HPI: 38-year-old woman comes to clinic for evaluation of a thoracic kyphotic deformity. She states that she was diagnosed with a "scoliosis" during grade school and was never evaluated further. She has been living with this over her lifetime and has developed increasing discomfort and pain in the thoracic area of her spine over the last year primarily while sitting down or while lying down. She has difficulty lying on her back and can only sleep while lying on her side. Otherwise, she does not have any pain at rest and does not take any medications for pain or this discomfort. She will take Tylenol p.r.n. for pain control. She has completed all conservative therapies with diligence and without improvement in her symptoms. She is miserable and hoping to get her pain taken care of.
All other relatives are deceased (no remarkable history).
School teacher. Four children – all healthy. No alcohol or other drug use.
Awake, alert, fully oriented, cooperative and conversant, and able to provide a full and detailed history.
5/5 motor examination in her upper and lower extremities.
Sensation is grossly intact to light touch.
With the patient standing, she has an exaggerated lordosis in her back and in her lumbar area and a prominent kyphosis in the upper thoracic region. There is a minimal scoliotic curve towards the left in her thoracolumbar area. The patient is in neutral sagittal balance and alignment, and her shoulders are squared over her hips. The left shoulder is slightly raised and elevated compared to the right side.
With flexion, extension and lateral bending, there is no exaggeration of symptoms and there was mild mobility of her kyphotic deformity with gentle compression of the thoracic-kyphotic prominence.
Long Tract Signs: negative
Figure 1-3 (Below) CT spine: spontaneous arthrodesis of T9 and T10. Significant osteophtyes at T10/T11 and T11/T12
MRI (no images available): no tether or neural axis anomalies.
1. What is your recommendation to this patient?
2. What approach do you select?
3. If you choose to include posterior approach, how many levels do you include in your fusion (apex of kyphosis is T10).
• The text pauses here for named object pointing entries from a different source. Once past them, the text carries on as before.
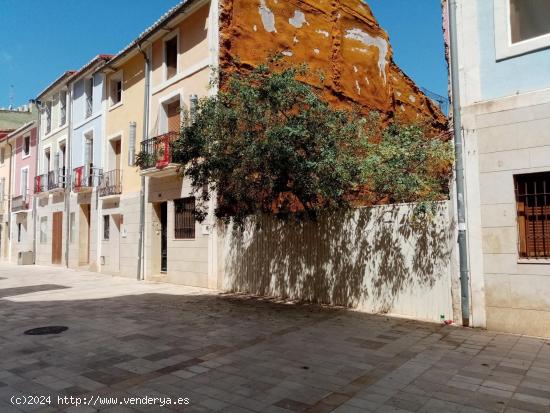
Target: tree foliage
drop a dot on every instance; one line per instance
(268, 143)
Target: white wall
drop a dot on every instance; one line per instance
(378, 260)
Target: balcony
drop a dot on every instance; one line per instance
(51, 181)
(157, 156)
(110, 184)
(85, 178)
(20, 203)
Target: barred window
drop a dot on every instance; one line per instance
(533, 213)
(184, 217)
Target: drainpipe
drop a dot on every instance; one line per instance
(460, 183)
(9, 198)
(34, 198)
(141, 272)
(68, 149)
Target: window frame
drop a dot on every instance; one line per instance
(175, 33)
(192, 234)
(525, 232)
(504, 47)
(115, 78)
(26, 154)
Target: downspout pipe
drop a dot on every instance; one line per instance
(459, 167)
(38, 107)
(68, 182)
(140, 271)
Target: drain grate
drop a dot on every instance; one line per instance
(41, 331)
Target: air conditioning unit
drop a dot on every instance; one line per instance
(25, 258)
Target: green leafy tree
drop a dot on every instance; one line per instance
(268, 143)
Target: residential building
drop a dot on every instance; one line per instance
(23, 142)
(504, 55)
(119, 195)
(198, 36)
(10, 120)
(51, 179)
(88, 103)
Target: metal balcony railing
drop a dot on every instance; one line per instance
(40, 183)
(85, 177)
(158, 152)
(111, 183)
(20, 203)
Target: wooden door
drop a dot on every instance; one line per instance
(57, 237)
(173, 115)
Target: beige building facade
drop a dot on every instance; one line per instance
(505, 98)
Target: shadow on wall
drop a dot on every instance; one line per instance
(381, 259)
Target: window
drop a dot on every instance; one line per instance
(26, 145)
(106, 227)
(48, 117)
(72, 227)
(115, 91)
(193, 107)
(529, 19)
(533, 214)
(62, 107)
(43, 230)
(89, 94)
(521, 26)
(184, 216)
(171, 56)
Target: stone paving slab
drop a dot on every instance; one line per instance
(235, 353)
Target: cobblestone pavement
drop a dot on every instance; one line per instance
(239, 354)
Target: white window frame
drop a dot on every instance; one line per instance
(165, 100)
(170, 36)
(23, 155)
(66, 101)
(503, 35)
(117, 76)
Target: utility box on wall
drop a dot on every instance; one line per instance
(25, 258)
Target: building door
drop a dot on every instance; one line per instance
(163, 237)
(57, 237)
(173, 116)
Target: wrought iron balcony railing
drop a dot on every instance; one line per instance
(86, 177)
(111, 183)
(158, 152)
(20, 203)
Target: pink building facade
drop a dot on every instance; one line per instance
(24, 143)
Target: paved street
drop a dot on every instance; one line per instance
(239, 354)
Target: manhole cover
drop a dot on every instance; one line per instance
(40, 331)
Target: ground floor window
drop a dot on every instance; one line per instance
(43, 230)
(184, 216)
(106, 227)
(533, 214)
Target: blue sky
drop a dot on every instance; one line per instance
(42, 39)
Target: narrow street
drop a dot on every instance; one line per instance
(241, 354)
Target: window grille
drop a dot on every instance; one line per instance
(184, 227)
(533, 214)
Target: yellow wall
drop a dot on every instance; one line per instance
(131, 110)
(194, 53)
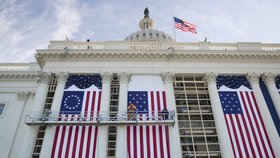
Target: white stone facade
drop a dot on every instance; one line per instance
(20, 89)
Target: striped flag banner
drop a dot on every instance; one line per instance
(147, 141)
(245, 125)
(82, 96)
(277, 81)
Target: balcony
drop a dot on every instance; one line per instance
(101, 118)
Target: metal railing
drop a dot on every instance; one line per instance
(101, 118)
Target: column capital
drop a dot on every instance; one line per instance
(43, 77)
(62, 76)
(253, 77)
(106, 76)
(211, 77)
(168, 77)
(22, 95)
(124, 77)
(269, 77)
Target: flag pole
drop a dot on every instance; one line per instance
(173, 27)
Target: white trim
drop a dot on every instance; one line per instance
(5, 106)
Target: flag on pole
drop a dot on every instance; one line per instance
(184, 26)
(147, 93)
(82, 96)
(245, 125)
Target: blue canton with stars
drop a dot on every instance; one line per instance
(230, 103)
(278, 82)
(233, 82)
(84, 81)
(139, 99)
(72, 102)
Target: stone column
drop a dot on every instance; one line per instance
(268, 122)
(50, 130)
(269, 80)
(224, 139)
(174, 135)
(104, 109)
(121, 145)
(24, 100)
(38, 107)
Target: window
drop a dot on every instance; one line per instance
(196, 122)
(2, 108)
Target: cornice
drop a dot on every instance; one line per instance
(43, 55)
(18, 75)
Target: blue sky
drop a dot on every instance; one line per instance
(26, 25)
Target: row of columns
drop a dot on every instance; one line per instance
(175, 148)
(253, 78)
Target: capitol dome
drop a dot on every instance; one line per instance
(147, 32)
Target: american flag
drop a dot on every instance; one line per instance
(245, 125)
(147, 141)
(278, 83)
(82, 96)
(184, 26)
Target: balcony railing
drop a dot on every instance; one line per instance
(101, 118)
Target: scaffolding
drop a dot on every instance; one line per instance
(100, 118)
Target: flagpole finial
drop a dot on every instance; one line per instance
(146, 13)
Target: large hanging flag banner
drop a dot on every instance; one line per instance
(147, 94)
(270, 105)
(278, 83)
(82, 96)
(245, 125)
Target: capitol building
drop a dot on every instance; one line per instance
(146, 96)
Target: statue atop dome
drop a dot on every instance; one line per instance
(146, 13)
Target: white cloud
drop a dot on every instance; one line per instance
(68, 19)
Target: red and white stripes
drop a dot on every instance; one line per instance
(78, 141)
(150, 141)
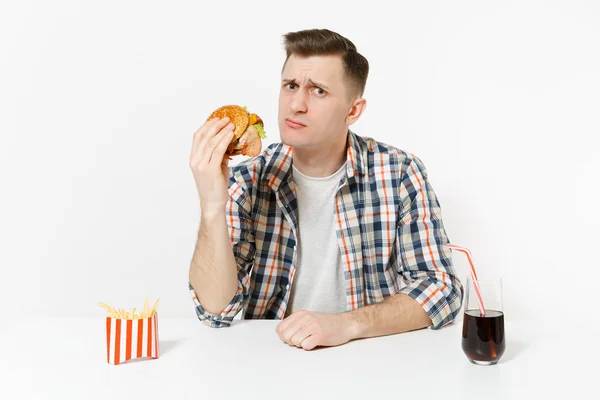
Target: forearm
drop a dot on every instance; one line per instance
(396, 314)
(213, 272)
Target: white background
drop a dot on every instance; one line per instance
(99, 101)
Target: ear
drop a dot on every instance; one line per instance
(358, 106)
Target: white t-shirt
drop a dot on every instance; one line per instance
(319, 283)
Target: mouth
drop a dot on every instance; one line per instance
(294, 124)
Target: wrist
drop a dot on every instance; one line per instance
(352, 325)
(211, 210)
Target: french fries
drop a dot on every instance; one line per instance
(122, 314)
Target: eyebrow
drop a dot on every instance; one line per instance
(310, 81)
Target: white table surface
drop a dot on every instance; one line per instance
(66, 359)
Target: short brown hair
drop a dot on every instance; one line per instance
(320, 42)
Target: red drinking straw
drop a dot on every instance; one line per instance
(473, 275)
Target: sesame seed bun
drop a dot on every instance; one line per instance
(246, 140)
(237, 115)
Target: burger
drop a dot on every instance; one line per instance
(248, 133)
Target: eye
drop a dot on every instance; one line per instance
(320, 92)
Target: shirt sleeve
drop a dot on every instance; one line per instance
(425, 262)
(242, 238)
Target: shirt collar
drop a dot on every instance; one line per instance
(279, 166)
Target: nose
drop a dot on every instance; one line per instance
(298, 103)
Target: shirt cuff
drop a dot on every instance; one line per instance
(222, 320)
(432, 298)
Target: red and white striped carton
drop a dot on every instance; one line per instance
(127, 339)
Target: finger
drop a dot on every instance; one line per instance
(285, 324)
(218, 152)
(300, 336)
(310, 342)
(290, 331)
(202, 129)
(206, 149)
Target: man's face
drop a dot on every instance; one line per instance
(315, 94)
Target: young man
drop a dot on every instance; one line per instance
(322, 229)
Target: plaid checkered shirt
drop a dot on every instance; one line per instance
(389, 231)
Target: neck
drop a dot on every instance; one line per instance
(320, 163)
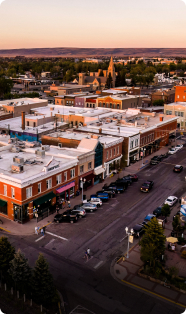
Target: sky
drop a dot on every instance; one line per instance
(92, 24)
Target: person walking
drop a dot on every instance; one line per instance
(42, 232)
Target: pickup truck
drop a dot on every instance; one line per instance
(96, 201)
(147, 186)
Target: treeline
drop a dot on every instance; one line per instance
(36, 283)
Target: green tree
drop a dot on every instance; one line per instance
(20, 272)
(6, 255)
(153, 243)
(5, 86)
(158, 102)
(43, 285)
(165, 210)
(109, 81)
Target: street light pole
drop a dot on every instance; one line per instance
(129, 234)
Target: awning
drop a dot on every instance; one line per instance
(44, 198)
(2, 203)
(98, 171)
(65, 187)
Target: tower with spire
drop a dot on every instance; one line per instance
(111, 70)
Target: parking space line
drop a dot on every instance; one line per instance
(39, 239)
(55, 235)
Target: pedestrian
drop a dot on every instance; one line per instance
(88, 253)
(42, 232)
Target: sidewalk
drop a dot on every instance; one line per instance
(29, 228)
(126, 272)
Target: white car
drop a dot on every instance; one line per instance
(179, 146)
(171, 200)
(172, 151)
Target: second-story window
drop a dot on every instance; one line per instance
(81, 169)
(12, 192)
(5, 190)
(39, 188)
(72, 173)
(49, 184)
(58, 179)
(29, 192)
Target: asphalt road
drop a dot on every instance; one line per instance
(90, 283)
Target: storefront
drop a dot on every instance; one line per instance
(44, 202)
(66, 191)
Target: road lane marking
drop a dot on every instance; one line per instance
(158, 295)
(39, 239)
(55, 235)
(98, 264)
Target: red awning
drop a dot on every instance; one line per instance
(65, 187)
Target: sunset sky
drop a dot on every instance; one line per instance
(98, 23)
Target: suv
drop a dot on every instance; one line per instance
(147, 186)
(68, 215)
(80, 211)
(155, 160)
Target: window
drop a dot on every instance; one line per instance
(58, 179)
(12, 192)
(72, 173)
(29, 192)
(81, 169)
(39, 188)
(49, 183)
(5, 190)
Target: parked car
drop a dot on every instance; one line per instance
(89, 207)
(179, 146)
(110, 192)
(96, 201)
(68, 215)
(171, 200)
(80, 211)
(102, 195)
(148, 218)
(157, 211)
(178, 168)
(138, 230)
(155, 160)
(172, 151)
(147, 186)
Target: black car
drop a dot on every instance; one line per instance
(147, 186)
(178, 168)
(68, 215)
(157, 211)
(155, 160)
(138, 230)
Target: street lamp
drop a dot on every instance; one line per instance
(129, 235)
(82, 182)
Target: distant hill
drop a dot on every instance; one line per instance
(94, 52)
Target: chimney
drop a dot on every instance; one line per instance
(23, 120)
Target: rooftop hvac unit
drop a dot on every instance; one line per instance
(18, 160)
(46, 147)
(40, 153)
(17, 168)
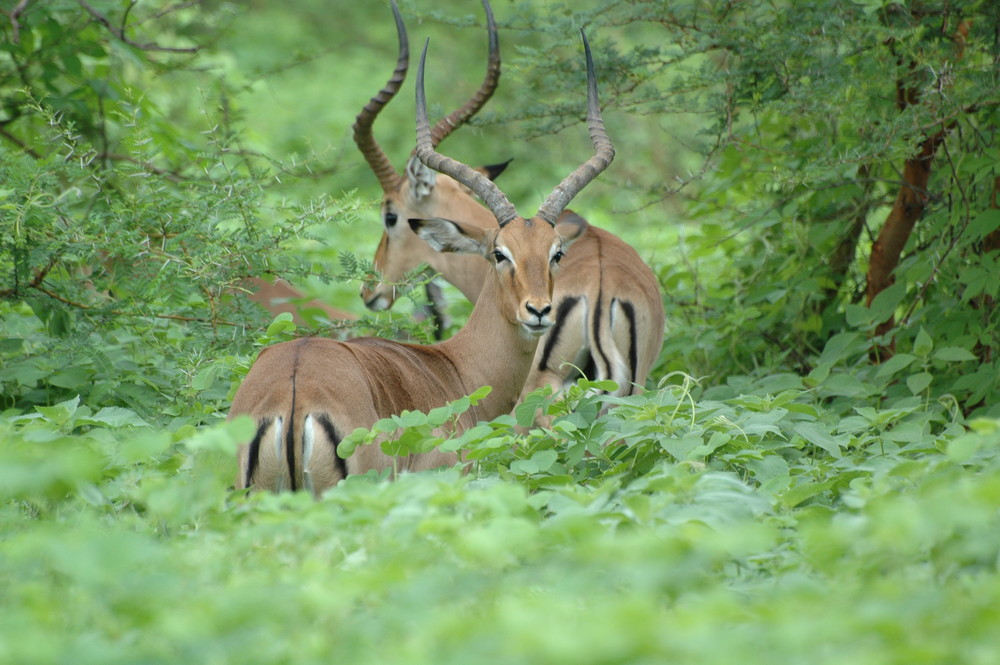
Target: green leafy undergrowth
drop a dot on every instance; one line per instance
(753, 528)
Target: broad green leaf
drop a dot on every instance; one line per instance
(953, 354)
(115, 416)
(60, 413)
(818, 436)
(895, 364)
(917, 383)
(923, 345)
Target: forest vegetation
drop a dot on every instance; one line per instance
(812, 474)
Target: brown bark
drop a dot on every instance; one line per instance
(907, 209)
(910, 202)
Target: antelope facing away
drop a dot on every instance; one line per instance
(306, 394)
(610, 318)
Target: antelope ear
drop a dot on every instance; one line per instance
(447, 236)
(570, 228)
(422, 178)
(493, 171)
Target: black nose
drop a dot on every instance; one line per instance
(538, 312)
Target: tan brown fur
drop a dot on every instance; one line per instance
(353, 384)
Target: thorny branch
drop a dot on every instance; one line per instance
(119, 32)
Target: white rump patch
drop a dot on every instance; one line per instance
(278, 430)
(308, 440)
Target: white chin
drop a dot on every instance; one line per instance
(533, 330)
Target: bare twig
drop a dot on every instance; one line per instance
(14, 15)
(120, 34)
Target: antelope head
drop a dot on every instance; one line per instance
(420, 191)
(507, 246)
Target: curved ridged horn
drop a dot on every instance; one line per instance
(460, 116)
(474, 180)
(604, 151)
(363, 137)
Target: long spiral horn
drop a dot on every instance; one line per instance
(586, 172)
(483, 187)
(460, 116)
(363, 137)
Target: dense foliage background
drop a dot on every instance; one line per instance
(813, 474)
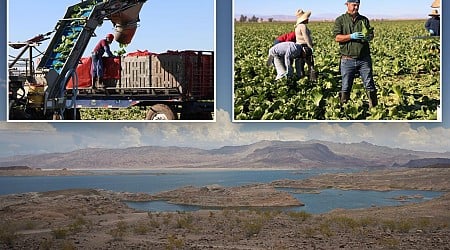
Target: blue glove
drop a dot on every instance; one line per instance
(356, 36)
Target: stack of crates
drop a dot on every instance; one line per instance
(186, 73)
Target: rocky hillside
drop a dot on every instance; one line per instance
(264, 154)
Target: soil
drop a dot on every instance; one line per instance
(99, 219)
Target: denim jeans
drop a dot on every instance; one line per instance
(280, 67)
(351, 66)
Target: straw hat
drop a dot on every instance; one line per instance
(302, 16)
(434, 13)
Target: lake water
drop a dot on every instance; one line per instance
(154, 182)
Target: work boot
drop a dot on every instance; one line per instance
(344, 97)
(373, 99)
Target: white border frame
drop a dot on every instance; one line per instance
(439, 109)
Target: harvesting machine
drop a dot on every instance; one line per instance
(172, 85)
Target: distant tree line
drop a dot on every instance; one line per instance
(253, 19)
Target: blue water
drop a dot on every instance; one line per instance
(154, 182)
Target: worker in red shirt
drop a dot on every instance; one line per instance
(97, 63)
(288, 37)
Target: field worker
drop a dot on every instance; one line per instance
(281, 55)
(355, 52)
(433, 25)
(288, 37)
(303, 37)
(97, 63)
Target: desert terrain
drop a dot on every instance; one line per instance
(99, 219)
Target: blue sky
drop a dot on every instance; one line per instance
(31, 138)
(165, 25)
(332, 8)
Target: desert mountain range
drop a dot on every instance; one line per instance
(264, 154)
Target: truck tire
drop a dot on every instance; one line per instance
(160, 112)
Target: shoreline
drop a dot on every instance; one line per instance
(92, 219)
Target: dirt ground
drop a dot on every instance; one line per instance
(98, 219)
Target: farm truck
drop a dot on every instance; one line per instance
(171, 85)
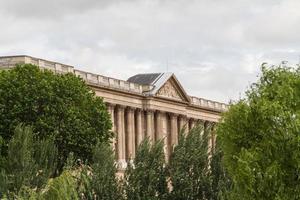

4. Do you augment your posterior hardware with hooks, cement, etc or use pedicle screws only?
5. Do you perform his surgery with intra-operative neuromonitoring?
6. Please add any suggestions or comments regarding this case:
- POSTERIOR VERTEBRAL OSTEOTOMY ( SUBSTRACTION ) IS A GOOD OPTION AS WELL PLUS SCREWS
- this is a difficult surgery and proper counseling of the patient is essential with regard to complication in particular neurological.